RAZ: How does that make sense? Like, you would think that if you're across from your friend, it would be OK because your friend is there and you would - it wouldn't be as painful 'cause you're both going through this thing, right?

MOGIL: You would, wouldn't you?

RAZ: Yeah, right.

MOGIL: That's the amazing thing about it. And the only explanation is that the pain from your friend is adding to your own pain just a little bit, making your experience of your own pain worse.

RAZ: This is a form of empathy called emotional contagion. And what Jeff found is that it happens between friends, but not between strangers.

MOGIL: The stranger's pain doesn't affect you at all.

RAZ: Wow.
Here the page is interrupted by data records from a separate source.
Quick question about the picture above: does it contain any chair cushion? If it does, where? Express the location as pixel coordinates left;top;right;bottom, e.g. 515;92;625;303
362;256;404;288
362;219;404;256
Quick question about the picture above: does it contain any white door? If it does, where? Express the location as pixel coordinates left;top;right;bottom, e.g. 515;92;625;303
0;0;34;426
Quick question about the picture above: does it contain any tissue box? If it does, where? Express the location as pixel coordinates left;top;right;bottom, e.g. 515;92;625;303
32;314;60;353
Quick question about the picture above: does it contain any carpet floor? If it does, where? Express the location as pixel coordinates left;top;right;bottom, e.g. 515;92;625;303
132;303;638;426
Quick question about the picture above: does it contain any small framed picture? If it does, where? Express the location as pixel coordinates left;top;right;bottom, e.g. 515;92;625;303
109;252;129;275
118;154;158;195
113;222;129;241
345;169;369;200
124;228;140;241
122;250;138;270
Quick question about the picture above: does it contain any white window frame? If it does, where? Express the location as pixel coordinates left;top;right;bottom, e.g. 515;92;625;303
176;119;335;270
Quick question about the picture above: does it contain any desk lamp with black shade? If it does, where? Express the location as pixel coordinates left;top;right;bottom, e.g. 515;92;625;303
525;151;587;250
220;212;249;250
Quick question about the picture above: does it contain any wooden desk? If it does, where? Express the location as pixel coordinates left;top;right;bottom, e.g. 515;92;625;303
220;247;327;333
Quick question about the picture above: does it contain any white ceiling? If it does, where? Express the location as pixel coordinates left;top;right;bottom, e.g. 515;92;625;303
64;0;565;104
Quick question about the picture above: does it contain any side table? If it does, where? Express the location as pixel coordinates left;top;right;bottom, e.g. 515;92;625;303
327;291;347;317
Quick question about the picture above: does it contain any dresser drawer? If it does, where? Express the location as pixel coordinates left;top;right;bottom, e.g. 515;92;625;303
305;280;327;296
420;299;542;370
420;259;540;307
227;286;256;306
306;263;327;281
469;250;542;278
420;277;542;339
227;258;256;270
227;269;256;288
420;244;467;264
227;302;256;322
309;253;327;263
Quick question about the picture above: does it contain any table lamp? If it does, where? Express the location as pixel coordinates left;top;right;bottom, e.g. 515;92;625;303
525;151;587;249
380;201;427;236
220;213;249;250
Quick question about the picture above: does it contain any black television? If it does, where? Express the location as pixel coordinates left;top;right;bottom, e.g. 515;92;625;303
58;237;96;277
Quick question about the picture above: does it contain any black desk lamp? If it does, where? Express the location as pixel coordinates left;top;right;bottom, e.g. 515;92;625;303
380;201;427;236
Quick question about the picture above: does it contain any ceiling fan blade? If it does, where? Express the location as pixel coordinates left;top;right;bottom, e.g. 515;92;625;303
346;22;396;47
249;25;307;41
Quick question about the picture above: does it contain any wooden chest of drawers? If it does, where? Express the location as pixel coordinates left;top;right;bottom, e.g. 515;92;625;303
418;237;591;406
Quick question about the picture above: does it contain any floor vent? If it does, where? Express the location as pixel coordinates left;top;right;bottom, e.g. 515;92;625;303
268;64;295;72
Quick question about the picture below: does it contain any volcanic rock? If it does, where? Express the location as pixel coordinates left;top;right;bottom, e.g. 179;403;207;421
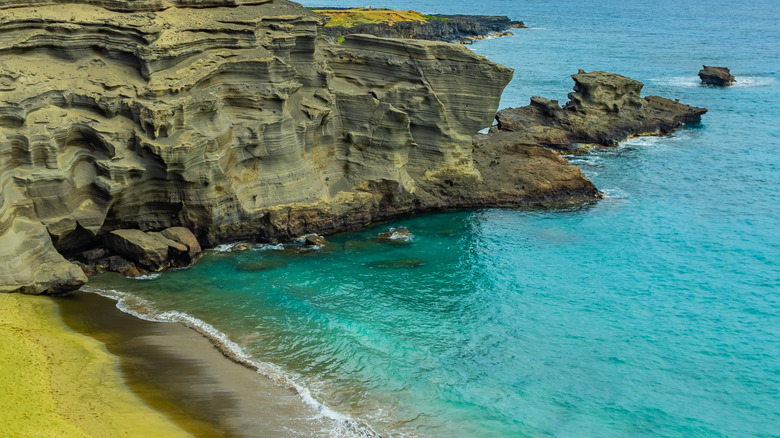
699;65;737;87
0;0;596;293
491;70;707;152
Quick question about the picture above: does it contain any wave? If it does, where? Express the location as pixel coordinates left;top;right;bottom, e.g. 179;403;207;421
209;242;284;254
82;287;380;438
649;75;777;88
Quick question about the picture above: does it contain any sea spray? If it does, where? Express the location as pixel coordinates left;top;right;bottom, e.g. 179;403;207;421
83;288;379;438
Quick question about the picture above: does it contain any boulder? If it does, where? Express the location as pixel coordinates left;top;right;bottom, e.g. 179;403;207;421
103;230;169;271
105;255;143;277
147;232;193;267
303;234;328;247
374;228;413;242
160;227;202;263
699;65;737;87
0;217;87;294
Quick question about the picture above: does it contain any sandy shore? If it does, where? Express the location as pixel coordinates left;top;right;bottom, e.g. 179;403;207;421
0;294;189;438
55;292;339;437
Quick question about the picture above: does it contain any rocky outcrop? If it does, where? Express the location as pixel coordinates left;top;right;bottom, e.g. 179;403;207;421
323;8;525;42
496;70;707;152
699;65;737;87
0;0;595;293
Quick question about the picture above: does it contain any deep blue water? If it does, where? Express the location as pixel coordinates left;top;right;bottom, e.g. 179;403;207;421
92;0;780;437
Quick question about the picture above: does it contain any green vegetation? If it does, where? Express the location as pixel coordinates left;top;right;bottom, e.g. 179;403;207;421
314;8;436;28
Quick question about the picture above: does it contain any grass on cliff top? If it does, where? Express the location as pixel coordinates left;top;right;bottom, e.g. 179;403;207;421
314;8;447;28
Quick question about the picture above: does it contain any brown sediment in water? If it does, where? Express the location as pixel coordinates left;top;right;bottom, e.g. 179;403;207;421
0;294;190;438
57;292;342;437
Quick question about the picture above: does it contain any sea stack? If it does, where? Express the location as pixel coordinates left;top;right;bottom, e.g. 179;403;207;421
0;0;597;294
699;65;737;87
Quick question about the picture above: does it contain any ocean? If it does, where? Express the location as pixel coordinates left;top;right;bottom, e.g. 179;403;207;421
87;0;780;437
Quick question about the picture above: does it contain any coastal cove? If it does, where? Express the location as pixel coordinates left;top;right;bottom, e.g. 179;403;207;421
0;0;780;437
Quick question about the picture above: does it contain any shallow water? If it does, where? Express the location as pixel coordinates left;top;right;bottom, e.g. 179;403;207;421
85;0;780;436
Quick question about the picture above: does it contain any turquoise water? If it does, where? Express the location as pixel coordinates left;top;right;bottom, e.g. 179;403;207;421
92;0;780;437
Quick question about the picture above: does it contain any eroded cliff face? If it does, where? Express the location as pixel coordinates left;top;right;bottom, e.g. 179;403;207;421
0;0;584;293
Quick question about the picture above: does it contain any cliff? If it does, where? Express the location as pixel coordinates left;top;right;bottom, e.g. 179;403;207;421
0;0;596;293
316;8;525;42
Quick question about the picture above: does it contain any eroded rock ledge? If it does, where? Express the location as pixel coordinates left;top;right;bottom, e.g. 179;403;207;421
490;70;707;153
0;0;596;293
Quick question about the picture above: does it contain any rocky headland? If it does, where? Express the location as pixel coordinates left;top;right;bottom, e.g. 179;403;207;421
490;70;707;153
699;65;737;87
0;0;705;294
315;8;525;43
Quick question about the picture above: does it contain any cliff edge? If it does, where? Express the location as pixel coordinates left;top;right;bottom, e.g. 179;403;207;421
0;0;596;293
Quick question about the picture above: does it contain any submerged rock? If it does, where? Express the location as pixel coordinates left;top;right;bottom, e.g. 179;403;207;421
0;0;597;293
374;228;414;243
699;65;737;87
98;227;201;276
490;70;707;152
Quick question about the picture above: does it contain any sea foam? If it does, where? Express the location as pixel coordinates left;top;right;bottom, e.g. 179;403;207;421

So we're really, like, wired not to care about strangers.

MOGIL: Yeah, I mean, yes (laughter).

RAZ: That sort of sucks.

MOGIL: (Laughter) I guess so.

RAZ: So the final question for Jeff Mogil and his researchers at McGill University was, could there be a way to reduce stress and create empathy between two strangers who had just met?

MCGONIGAL: These researchers found that you can essentially reduce the level of stress that you have interacting with a stranger to nothing by playing "Rock Band" for 15 minutes.

(SOUNDBITE OF ACDC SONG, "BACK IN BLACK")

RAZ: "Rock Band" - the videogame, of course, where you play plastic instruments.

MCGONIGAL: You play the drums. I play the guitar.

MOGIL: They were working together for the same score.

MCGONIGAL: It's a pretty cooperative game. And for 15 minutes, you play this game together. You will then test at the same level of stress as you would with one of your closest friends.

RAZ: So in just 15 minutes, if you played "Rock Band" with just a stranger, you would start to feel empathy towards them?

MOGIL: That's what we showed. So what was blocking the empathy effect in strangers was stress. And playing "Rock Band" together blocked the stress. Block the stress, the empathy can emerge.

MCGONIGAL: You would literally feel their pain more...

RAZ: Wow.

MCGONIGAL: ...If you had played a videogame with them.

RAZ: Jane McGonigal has actually done a lot of this kind of research herself.

MCGONIGAL: I'm a researcher of games and how they change how we think and act in our real lives.

RAZ: And Jane, like the other TED speakers on the show today, has wondered how play can make us better at other things in life, whether it can make us healthier, more creative, more social. And as we'll hear, play can mean a lot of things, like building a tree house or pulling off an elaborate prank or in Jane's case, playing video games.

MCGONIGAL: I don't know about you, I'm so sick of talking about the same things when it comes to games. All the things that we worry about - our kids aren't getting enough exercise or, oh, there's so much violence in popular media. I mean, these things are all true, but at the end of the day, how does it help us take advantage of the beneficial aspects of games? It doesn't.